The Husqvarna Norden is a dual-sport motorcycle produced by Husqvarna Motorcycles. The Swedish brand has a well-established history dating back to 1903 or so. Husqvarna Motorcycles has maintained uninterrupted production of its machines. As of 2025 its parent company is Austria's KTM and offerings share a lot of commonalities.

==History==
The Norden 901 was first presented to the public at the EICMA 2019 Milan based motorcycle show. The Norden 901, is the largest displacement offering of the Norden branded machines and has a two-cylinder liquid cooled KTM built engine. Both Husqvarna and KTIM are subsidiaries of Pierer Mobility.

==Specifications==
===Engine===
The engine of the Norden 901 is a water-cooled in-line 2-cylinder with a capacity of 889 cm3, which exhibits extremely low-vibration thanks to two balancer shafts. The engine is based on the KTM LC8c engine which powers the KTM 890 Adventure.

===Equipment===
The equipment of the Norden 901 is similar to that of the KTM 890 Adventure in many areas. In addition to the engine, the frame and swingarm were also taken from the KTM model. There are three riding modes (Street, Rain and Offroad) as standard, with Explorer mode available as an option (comparable to KTM's Rally mode). The ABS is a cornering ABS from Bosch with street and off-road modes.

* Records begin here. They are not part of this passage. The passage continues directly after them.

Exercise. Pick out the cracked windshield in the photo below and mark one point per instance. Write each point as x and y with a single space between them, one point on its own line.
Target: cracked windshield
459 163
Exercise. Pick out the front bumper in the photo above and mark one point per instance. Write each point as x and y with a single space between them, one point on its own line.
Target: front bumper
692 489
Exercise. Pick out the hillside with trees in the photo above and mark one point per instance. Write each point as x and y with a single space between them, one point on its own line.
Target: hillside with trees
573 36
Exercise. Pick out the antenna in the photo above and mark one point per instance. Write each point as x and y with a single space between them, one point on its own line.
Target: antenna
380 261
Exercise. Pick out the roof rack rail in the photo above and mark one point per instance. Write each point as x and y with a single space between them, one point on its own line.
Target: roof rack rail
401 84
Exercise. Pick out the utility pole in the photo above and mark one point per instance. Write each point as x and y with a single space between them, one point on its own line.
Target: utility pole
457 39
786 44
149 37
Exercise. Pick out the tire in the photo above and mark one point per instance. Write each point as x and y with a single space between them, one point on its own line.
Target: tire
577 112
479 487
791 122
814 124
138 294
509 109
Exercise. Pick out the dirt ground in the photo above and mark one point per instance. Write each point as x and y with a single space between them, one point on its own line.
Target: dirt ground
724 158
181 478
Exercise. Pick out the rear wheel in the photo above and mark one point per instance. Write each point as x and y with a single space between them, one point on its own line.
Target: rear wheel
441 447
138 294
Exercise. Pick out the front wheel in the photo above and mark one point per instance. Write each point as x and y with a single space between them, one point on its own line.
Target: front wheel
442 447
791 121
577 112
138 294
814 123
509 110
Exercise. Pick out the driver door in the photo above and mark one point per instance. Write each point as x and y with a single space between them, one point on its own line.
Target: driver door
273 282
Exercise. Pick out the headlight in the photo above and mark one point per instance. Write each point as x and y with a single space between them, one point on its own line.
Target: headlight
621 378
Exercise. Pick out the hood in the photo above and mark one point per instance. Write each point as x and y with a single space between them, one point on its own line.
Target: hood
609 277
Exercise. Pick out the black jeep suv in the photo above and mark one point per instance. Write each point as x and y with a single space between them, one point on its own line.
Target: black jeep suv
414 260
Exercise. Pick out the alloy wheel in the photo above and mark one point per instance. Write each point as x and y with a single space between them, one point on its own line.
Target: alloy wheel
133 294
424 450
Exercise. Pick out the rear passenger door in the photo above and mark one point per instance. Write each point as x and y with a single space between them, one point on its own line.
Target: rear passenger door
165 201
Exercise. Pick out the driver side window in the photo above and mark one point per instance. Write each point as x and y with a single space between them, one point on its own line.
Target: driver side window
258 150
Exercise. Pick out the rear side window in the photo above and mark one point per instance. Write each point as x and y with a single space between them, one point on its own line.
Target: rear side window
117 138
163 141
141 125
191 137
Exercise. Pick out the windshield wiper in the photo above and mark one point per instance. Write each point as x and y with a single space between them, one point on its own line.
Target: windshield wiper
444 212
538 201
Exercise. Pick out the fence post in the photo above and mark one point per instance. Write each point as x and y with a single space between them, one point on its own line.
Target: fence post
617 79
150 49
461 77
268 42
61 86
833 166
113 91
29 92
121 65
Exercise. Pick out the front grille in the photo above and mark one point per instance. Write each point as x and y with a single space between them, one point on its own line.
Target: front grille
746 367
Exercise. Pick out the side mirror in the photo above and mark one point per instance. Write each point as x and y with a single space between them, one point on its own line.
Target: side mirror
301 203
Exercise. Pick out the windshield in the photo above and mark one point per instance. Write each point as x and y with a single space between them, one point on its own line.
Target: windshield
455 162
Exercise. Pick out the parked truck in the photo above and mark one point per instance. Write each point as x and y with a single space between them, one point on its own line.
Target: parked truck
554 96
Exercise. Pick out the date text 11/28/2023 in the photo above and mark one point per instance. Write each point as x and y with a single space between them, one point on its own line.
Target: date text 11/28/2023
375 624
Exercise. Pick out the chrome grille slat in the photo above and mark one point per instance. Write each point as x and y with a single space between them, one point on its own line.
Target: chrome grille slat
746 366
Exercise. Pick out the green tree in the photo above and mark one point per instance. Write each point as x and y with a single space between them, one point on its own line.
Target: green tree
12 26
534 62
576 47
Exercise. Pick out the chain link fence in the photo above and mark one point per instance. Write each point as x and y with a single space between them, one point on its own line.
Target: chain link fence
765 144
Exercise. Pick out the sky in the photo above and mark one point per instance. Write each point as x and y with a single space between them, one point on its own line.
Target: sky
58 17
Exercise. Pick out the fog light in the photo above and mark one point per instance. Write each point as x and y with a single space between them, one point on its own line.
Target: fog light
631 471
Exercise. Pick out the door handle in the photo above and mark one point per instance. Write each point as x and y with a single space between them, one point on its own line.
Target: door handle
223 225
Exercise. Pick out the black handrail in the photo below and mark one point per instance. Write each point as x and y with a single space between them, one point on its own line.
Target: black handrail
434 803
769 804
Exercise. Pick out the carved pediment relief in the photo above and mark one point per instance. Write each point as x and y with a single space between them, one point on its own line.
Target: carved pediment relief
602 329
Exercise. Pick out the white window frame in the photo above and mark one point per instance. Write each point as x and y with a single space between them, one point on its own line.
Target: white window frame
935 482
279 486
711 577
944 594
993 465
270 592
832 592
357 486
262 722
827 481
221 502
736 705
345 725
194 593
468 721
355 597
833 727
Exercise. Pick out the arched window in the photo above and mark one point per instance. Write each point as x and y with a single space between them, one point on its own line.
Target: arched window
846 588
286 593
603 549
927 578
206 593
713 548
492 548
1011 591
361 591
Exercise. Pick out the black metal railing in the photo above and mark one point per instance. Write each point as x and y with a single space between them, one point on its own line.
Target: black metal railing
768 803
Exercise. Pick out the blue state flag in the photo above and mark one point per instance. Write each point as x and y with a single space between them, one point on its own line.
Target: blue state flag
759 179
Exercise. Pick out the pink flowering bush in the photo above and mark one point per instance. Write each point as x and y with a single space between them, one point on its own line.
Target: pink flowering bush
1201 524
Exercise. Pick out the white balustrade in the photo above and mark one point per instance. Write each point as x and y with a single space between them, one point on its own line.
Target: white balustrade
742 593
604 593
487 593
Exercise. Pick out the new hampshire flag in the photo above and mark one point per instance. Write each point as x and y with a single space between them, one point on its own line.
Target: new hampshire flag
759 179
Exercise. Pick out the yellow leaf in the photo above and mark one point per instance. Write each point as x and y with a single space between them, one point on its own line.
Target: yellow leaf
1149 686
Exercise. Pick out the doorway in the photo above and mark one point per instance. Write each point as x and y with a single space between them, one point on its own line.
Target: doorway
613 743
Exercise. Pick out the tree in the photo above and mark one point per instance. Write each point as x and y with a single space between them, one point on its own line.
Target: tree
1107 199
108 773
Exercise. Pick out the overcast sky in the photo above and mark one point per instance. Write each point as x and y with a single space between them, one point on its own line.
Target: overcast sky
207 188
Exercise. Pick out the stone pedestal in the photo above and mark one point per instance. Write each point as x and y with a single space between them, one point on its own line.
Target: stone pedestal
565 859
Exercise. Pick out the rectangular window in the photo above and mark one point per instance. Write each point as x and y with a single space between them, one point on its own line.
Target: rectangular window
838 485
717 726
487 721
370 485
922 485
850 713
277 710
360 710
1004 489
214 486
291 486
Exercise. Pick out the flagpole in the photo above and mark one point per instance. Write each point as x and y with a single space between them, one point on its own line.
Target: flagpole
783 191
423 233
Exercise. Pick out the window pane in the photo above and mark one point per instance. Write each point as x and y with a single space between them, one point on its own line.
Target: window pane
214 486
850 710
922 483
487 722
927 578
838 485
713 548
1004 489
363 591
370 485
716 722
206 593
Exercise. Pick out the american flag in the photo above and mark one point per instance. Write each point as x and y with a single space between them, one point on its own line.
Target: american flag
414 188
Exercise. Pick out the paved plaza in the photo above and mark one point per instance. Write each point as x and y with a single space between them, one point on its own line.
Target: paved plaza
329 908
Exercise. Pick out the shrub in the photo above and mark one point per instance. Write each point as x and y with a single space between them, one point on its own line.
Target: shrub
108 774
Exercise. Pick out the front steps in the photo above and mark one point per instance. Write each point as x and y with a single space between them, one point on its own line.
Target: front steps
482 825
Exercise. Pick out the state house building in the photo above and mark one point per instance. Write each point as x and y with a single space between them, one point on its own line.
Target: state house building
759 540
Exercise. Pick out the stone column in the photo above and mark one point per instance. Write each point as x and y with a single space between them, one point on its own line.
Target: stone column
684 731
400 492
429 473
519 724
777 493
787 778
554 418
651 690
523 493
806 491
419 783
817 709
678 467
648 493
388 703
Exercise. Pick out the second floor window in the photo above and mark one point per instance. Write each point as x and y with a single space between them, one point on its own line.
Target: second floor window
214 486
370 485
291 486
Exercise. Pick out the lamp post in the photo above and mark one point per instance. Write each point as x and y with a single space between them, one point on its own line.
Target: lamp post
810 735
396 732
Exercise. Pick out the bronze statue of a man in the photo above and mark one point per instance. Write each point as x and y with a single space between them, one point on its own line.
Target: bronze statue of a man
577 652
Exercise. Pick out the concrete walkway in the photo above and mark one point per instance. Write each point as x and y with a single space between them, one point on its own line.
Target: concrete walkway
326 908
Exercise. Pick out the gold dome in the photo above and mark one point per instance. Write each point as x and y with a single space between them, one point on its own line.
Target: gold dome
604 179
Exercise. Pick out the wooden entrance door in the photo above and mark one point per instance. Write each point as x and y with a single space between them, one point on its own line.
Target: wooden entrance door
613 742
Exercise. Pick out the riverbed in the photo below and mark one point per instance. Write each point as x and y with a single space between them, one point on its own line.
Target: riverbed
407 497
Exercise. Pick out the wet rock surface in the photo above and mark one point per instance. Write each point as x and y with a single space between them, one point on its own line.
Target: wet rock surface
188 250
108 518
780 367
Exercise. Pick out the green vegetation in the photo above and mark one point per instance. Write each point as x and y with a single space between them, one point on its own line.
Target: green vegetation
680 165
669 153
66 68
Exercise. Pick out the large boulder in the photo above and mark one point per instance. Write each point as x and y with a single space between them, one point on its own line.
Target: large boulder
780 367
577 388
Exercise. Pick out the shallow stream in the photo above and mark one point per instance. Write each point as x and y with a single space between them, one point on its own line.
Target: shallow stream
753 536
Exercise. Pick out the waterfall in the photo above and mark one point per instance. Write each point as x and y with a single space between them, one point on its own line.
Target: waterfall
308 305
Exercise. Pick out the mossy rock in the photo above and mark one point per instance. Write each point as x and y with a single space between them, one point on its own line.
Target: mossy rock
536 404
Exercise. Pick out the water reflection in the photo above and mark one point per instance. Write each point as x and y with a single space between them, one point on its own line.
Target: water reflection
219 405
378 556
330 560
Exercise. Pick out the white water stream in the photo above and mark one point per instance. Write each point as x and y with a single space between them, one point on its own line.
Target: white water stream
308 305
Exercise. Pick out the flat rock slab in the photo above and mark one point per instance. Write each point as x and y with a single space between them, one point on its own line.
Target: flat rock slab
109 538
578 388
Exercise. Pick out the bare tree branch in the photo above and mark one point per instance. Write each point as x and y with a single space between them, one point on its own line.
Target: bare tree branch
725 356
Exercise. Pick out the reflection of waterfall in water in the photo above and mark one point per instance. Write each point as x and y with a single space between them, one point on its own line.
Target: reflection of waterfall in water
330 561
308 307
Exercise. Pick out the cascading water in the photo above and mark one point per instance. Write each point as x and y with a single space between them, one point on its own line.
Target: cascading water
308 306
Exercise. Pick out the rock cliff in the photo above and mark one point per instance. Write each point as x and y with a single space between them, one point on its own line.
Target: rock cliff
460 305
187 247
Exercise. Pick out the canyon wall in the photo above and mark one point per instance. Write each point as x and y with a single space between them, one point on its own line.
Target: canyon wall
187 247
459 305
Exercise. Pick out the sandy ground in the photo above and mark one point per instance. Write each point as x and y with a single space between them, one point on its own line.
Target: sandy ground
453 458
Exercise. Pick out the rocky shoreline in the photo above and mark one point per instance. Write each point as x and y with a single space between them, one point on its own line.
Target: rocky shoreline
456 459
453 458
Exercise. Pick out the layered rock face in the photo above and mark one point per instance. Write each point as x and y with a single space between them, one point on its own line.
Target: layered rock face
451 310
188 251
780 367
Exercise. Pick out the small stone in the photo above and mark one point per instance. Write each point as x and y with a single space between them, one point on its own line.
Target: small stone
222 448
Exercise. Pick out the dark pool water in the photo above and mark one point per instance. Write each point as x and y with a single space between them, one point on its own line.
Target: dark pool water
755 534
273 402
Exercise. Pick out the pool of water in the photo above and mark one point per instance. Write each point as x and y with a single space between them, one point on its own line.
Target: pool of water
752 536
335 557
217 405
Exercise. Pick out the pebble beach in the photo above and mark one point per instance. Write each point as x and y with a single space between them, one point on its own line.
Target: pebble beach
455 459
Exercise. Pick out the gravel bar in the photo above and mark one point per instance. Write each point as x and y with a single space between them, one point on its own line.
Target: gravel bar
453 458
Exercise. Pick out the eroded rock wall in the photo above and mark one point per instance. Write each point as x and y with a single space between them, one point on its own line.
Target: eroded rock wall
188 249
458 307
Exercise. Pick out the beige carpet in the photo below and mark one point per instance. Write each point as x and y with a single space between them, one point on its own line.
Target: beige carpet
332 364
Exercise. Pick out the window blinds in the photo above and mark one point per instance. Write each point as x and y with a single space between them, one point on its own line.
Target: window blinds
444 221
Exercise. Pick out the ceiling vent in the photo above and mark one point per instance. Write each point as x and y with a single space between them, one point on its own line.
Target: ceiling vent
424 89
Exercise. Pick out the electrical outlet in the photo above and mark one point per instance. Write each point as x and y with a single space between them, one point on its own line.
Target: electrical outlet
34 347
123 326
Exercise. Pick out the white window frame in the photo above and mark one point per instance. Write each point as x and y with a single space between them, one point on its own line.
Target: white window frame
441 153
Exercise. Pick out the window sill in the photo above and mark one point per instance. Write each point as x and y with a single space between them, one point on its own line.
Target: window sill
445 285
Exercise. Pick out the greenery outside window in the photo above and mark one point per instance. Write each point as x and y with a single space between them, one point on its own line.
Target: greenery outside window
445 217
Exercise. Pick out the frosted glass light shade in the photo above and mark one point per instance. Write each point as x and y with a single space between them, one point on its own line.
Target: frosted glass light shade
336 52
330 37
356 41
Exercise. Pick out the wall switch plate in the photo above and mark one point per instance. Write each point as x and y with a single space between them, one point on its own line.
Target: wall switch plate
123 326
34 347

The traction control is dependent on the lean angle, and can be adjusted in nine levels in Explorer mode. In addition, the Norden 901 has a ride-by-wire throttle response, a quick shifter and an anti-hopping clutch. LED auxiliary headlights are also standard. Another difference is the suspension with a fully adjustable WP Apex inverted fork and a fully adjustable WP Apex shock absorber.

==Reception==
The Norden 901 was very well received. Especially when compared to the technically similar KTM 890 Adventure, it is described as a harmonious and "very accessible" motorcycle and an asset to the dual-sport segment and the Husqvarna brand.